The Department of Energy has been weighing for months how to respond to what it sees as an imminent electric grid crisis caused by the closures of coal and nuclear facilities.
Among other options, it has considered issuing an emergency order under Section 202c of the FPA, which empowers DOE to order temporary connections for the generation, delivery, interchange or transmission of electricity.
Critics have said there is no immediate crisis to respond to and that using the emergency authority would be unprecedented and likely illegal.
Perry said at a House Science Committee hearing, in response to a question from Rep. Conor Lamb (D-Pa.), that issuing an emergency order under Section 202c of the FPA would amount to approaching the issue from an economic standpoint.
“I think it’s really important for us as a country to look at this for what you and I understand it to really be about: It’s about the national security of our country,” he told Lamb.
Perry said keeping plants online and able to deliver energy, through national disasters or cyberattacks, is “as important to our national security as anything I can think of.”
And he said that using a Korean War-era law that allows the president to require businesses to prioritize contracts for materials deemed vital for national security remains under consideration.
“I know that the Defense Production Act is one of those ways to address that, that we’re looking at very closely, as well,” Perry said.
A broad group of energy advocates wrote Perry earlier this week urging him to reject requests from Ohio utility FirstEnergy Corp. to use either law, noting that the Defense Production Act in particular does not allow the administration to set prices or “market participants to buy products or services they do not wish to buy” (Energywire, May 9).

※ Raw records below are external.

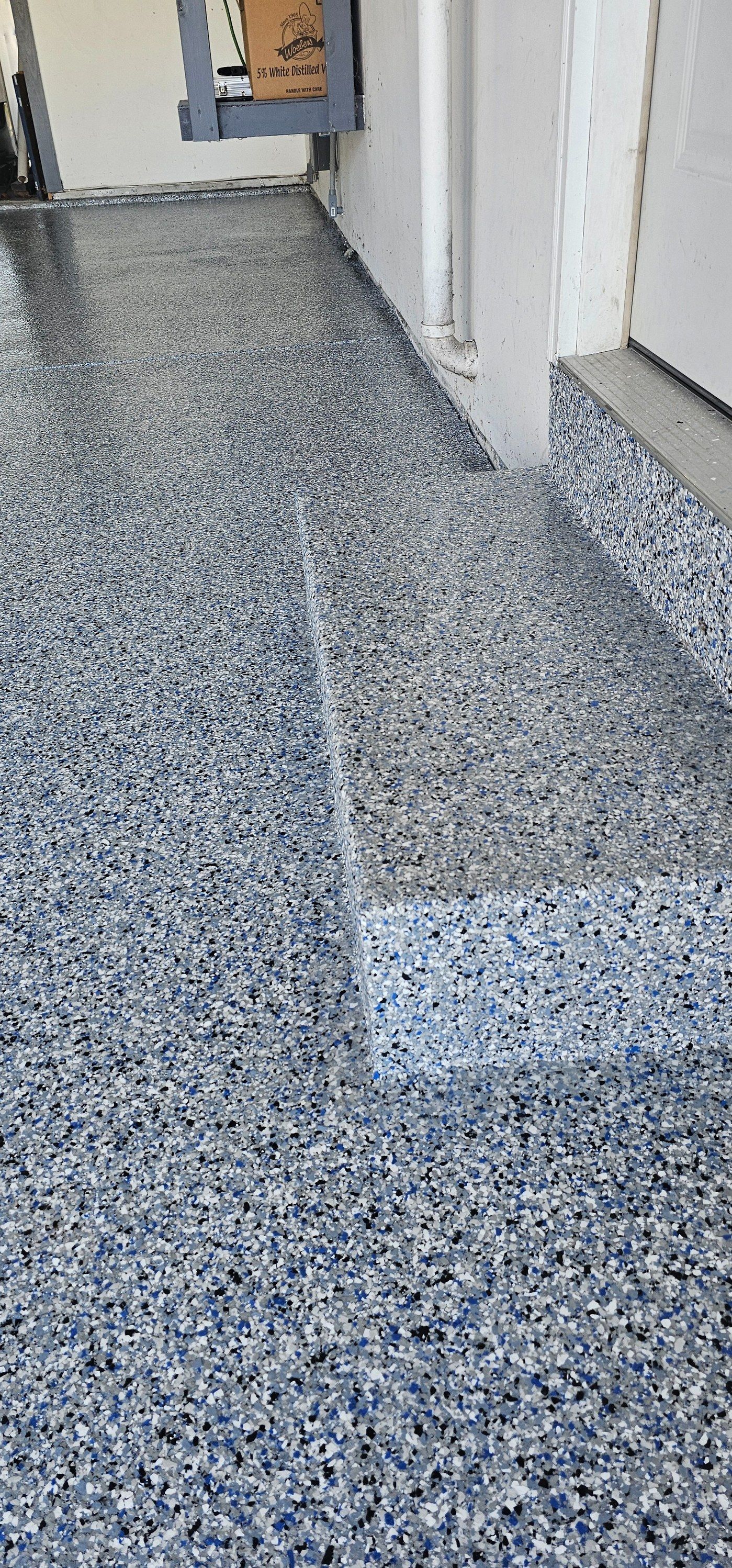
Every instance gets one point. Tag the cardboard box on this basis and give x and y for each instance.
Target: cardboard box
(284, 48)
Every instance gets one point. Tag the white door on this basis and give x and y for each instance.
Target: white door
(682, 298)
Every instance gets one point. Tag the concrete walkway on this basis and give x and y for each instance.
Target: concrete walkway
(259, 1307)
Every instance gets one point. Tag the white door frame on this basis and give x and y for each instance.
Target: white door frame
(605, 99)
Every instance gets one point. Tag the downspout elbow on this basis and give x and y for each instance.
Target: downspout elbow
(449, 352)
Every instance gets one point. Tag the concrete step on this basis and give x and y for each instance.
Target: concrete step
(532, 781)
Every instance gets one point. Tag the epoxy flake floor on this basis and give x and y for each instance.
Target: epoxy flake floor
(259, 1308)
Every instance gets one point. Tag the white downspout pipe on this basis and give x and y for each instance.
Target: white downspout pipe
(438, 325)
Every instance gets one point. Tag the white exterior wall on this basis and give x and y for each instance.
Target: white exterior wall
(549, 101)
(114, 77)
(507, 70)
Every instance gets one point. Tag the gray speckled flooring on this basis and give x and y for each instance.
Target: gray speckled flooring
(259, 1308)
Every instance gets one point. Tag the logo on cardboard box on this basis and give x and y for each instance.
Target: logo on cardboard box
(300, 35)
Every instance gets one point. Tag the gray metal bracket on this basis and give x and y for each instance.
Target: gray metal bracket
(195, 43)
(207, 118)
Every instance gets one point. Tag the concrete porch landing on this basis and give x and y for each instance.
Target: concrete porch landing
(532, 778)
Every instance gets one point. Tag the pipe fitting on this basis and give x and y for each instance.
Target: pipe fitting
(451, 352)
(436, 178)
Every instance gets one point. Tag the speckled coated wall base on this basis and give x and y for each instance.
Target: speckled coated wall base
(532, 783)
(673, 548)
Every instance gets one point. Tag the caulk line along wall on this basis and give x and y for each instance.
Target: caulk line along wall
(507, 88)
(114, 77)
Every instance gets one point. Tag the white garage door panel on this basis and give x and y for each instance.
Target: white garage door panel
(682, 300)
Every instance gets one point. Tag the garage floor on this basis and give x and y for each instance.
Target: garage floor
(262, 1308)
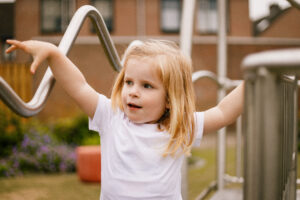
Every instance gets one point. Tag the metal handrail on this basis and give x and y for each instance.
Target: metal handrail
(36, 104)
(226, 84)
(271, 124)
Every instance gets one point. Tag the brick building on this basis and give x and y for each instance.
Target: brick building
(132, 19)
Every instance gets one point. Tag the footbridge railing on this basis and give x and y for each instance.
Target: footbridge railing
(36, 104)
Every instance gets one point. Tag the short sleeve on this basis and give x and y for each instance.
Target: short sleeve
(199, 122)
(102, 114)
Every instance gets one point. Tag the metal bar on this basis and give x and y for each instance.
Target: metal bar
(222, 71)
(15, 103)
(270, 124)
(186, 34)
(238, 150)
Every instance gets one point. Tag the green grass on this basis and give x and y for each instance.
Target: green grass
(69, 187)
(48, 187)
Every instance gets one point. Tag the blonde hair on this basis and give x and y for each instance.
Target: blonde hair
(175, 71)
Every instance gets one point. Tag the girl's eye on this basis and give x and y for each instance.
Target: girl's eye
(147, 86)
(129, 82)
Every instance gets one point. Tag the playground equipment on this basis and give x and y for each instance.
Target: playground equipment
(36, 104)
(271, 124)
(270, 158)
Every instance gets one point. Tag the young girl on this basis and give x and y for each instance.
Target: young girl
(150, 121)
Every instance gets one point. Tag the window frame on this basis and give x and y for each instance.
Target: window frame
(179, 11)
(110, 24)
(70, 5)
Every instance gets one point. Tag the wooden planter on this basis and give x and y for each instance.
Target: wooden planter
(89, 163)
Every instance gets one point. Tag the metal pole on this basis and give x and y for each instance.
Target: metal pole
(222, 73)
(186, 34)
(141, 18)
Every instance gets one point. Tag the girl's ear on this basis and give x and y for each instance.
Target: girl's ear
(167, 103)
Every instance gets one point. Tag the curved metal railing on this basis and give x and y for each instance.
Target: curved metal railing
(36, 104)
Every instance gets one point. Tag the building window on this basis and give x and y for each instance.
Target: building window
(105, 8)
(56, 15)
(207, 16)
(170, 15)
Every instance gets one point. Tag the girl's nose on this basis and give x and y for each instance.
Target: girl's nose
(134, 91)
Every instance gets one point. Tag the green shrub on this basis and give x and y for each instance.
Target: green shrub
(75, 131)
(38, 152)
(11, 130)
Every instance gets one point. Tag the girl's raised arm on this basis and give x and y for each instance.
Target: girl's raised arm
(226, 112)
(64, 71)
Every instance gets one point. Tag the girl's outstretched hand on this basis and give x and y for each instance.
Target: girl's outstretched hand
(40, 51)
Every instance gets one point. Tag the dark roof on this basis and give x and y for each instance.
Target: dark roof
(262, 24)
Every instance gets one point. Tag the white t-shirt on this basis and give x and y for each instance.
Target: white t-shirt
(132, 166)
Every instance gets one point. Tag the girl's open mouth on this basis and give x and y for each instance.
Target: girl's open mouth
(134, 106)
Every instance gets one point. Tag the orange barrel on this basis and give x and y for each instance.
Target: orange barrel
(88, 163)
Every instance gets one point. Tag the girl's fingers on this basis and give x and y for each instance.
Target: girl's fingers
(15, 44)
(11, 49)
(34, 65)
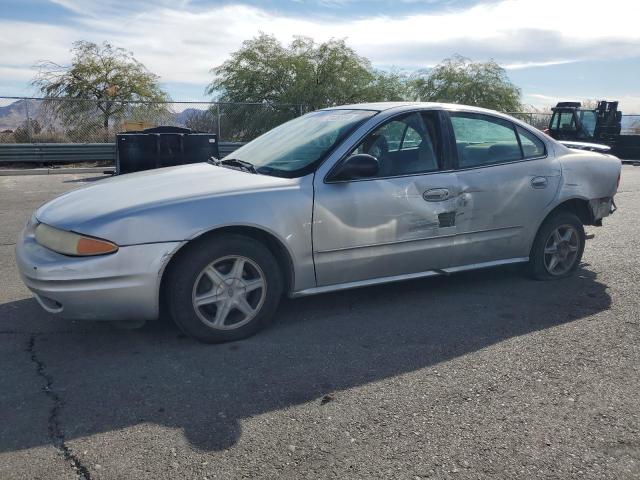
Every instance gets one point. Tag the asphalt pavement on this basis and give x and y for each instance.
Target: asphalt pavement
(485, 374)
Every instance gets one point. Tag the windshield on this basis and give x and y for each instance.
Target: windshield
(293, 148)
(588, 120)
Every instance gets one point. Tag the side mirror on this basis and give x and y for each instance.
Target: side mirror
(357, 166)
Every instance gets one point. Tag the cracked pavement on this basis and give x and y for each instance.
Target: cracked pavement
(479, 375)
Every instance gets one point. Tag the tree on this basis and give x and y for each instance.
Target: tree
(305, 72)
(459, 80)
(98, 86)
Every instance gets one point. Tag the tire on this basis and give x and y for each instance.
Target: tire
(217, 273)
(569, 240)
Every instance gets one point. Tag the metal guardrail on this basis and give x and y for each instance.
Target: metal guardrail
(74, 152)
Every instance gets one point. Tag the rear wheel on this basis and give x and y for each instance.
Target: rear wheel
(224, 288)
(558, 247)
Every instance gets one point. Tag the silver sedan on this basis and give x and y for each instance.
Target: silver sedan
(339, 198)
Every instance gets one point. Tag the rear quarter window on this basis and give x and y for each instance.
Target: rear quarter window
(532, 146)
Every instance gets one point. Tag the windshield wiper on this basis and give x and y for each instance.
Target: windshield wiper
(234, 162)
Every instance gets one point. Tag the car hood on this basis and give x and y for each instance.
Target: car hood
(135, 193)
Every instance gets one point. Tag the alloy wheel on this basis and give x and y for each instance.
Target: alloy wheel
(229, 292)
(561, 250)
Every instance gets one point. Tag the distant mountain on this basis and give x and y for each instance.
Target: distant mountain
(14, 114)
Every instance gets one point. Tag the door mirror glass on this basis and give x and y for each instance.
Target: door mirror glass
(357, 166)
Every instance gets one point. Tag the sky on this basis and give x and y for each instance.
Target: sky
(552, 49)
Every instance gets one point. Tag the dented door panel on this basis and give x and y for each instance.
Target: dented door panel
(499, 208)
(383, 227)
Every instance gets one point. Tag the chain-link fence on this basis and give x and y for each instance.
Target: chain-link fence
(37, 120)
(57, 120)
(540, 120)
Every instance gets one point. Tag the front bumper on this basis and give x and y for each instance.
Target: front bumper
(120, 286)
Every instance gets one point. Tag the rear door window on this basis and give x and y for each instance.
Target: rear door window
(484, 140)
(532, 146)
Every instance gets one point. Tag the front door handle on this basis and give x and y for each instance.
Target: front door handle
(436, 195)
(539, 182)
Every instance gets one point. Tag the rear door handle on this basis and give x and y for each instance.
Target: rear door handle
(436, 195)
(539, 182)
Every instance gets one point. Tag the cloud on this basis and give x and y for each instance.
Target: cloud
(181, 41)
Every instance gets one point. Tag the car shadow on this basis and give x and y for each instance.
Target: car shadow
(318, 346)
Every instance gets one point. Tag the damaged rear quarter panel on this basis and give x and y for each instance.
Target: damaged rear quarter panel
(588, 176)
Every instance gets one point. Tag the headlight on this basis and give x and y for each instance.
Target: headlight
(69, 243)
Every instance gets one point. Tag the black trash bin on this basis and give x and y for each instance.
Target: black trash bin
(163, 147)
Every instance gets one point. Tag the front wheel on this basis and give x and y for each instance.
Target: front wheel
(224, 288)
(558, 247)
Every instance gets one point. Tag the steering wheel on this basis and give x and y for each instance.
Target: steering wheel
(377, 146)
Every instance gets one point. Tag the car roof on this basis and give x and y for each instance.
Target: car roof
(382, 106)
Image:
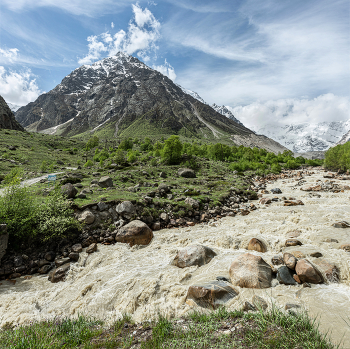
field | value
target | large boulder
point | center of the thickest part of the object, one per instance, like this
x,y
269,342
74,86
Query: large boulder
x,y
126,209
307,273
194,255
105,182
210,295
192,202
186,173
250,271
256,245
3,240
329,269
69,191
135,233
59,274
87,217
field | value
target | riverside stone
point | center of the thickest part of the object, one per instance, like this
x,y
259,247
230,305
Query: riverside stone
x,y
193,255
256,245
250,271
135,233
211,295
289,260
307,273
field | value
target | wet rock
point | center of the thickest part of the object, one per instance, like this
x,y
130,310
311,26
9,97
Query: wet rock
x,y
186,173
329,269
259,303
88,241
192,202
277,260
289,260
62,261
292,306
126,209
105,182
193,255
211,295
256,245
69,191
135,233
164,217
87,217
292,242
92,248
345,247
74,256
265,201
293,202
60,273
250,271
77,248
342,224
316,254
285,276
43,262
307,273
50,256
45,269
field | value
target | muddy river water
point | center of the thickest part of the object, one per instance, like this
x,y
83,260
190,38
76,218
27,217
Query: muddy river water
x,y
141,281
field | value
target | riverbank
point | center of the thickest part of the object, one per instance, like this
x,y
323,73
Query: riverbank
x,y
142,282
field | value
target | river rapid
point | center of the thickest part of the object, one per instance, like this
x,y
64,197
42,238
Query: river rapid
x,y
141,281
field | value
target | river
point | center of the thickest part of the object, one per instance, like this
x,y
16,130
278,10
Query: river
x,y
141,281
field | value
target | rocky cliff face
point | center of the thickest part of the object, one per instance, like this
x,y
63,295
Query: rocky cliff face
x,y
123,97
307,137
7,118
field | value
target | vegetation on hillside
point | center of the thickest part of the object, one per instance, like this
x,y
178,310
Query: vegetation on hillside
x,y
272,329
338,157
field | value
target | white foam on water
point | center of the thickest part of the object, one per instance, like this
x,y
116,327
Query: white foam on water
x,y
142,282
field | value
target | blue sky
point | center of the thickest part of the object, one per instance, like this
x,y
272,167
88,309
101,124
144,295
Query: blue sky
x,y
244,53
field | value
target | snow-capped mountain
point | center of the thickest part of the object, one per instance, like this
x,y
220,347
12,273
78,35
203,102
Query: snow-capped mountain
x,y
225,111
120,96
13,107
307,137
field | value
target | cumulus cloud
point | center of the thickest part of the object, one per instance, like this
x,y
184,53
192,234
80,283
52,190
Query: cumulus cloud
x,y
18,88
140,38
292,111
166,69
8,55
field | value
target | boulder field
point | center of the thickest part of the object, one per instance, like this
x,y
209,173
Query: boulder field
x,y
292,256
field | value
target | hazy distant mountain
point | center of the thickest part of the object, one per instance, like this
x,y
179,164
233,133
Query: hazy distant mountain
x,y
121,96
307,137
7,118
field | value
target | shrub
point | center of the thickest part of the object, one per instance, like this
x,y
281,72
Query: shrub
x,y
89,163
171,153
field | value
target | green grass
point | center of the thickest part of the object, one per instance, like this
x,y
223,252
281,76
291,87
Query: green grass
x,y
273,329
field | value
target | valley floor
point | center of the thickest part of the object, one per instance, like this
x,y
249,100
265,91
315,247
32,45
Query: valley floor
x,y
142,282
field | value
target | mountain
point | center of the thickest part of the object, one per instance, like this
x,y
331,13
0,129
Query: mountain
x,y
13,107
345,138
225,111
120,96
307,137
7,118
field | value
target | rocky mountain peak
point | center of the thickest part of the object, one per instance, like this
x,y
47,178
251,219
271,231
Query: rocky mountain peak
x,y
7,118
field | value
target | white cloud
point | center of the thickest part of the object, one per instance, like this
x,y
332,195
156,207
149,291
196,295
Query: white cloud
x,y
8,55
327,107
18,88
166,69
141,37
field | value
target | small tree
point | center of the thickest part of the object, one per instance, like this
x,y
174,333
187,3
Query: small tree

In his remarks, Perry expressed a weariness with the ongoing deliberations that have consumed much of his time at the agency.
“I’m looking for a solution. I’m looking for results. Process kind of wears me out from time to time,” he said.
Renewables as children
At the hearing today, several Democrats slammed President Trump’s plans to eliminate the Advanced Research Projects Agency-Energy and slash renewable and efficiency programs by more than 60 percent.
“By all credible accounts, American industry will not fund the activities that are proposed for elimination,” said ranking member Eddie Bernice Johnson (D-Texas) in opening remarks.
“The department could have heard that from industry directly, but for the second year in a row, we heard from department officials that they did not formally engage with the private sector in deciding what activities you would cut,” she said.
As he has at several recent hearings, Perry justified the proposed funding reductions by saying many renewable technologies are no longer at an early stage and don’t need as much support.
He compared the dynamic to sending his children to college. “Then they graduated and went on and went to work. I didn’t expend those dollars because they had basically matured,” he said.
At another point, Perry pledged to Rep. Bill Posey (R-Fla.) that he would work with him on legislation to improve greenhouse gas assessments of ethanol.
Perry also criticized programs where he said there had been “historically questionable expenditure of dollars.”
He cited the Mixed Oxide Fuel Fabrication Facility in South Carolina, a proposed nuclear waste project, and the International Thermonuclear Experimental Reactor, or ITER, a multinational effort under construction in France to demonstrate fusion at scale (E&E Daily, March 7).
“From time to time, one of the things I’ve run into over the last 18 months … we get involved with some areas where expenditures are off the charts,” Perry said. “ITER is one of those. It was poorly managed.”
Trump proposed $75 million for ITER in his most recent budget plan, an amount that supporters say is too low to keep the project on schedule.
Perry did not take a definitive stance on whether the U.S. should pull out of the project but added that he “was getting comfortable” that the management seems to be “back on track” under ITER Director-General Bernard Bigot. “Fusion has the potential to really change the world,” Perry said to Chairman Lamar Smith (R-Texas).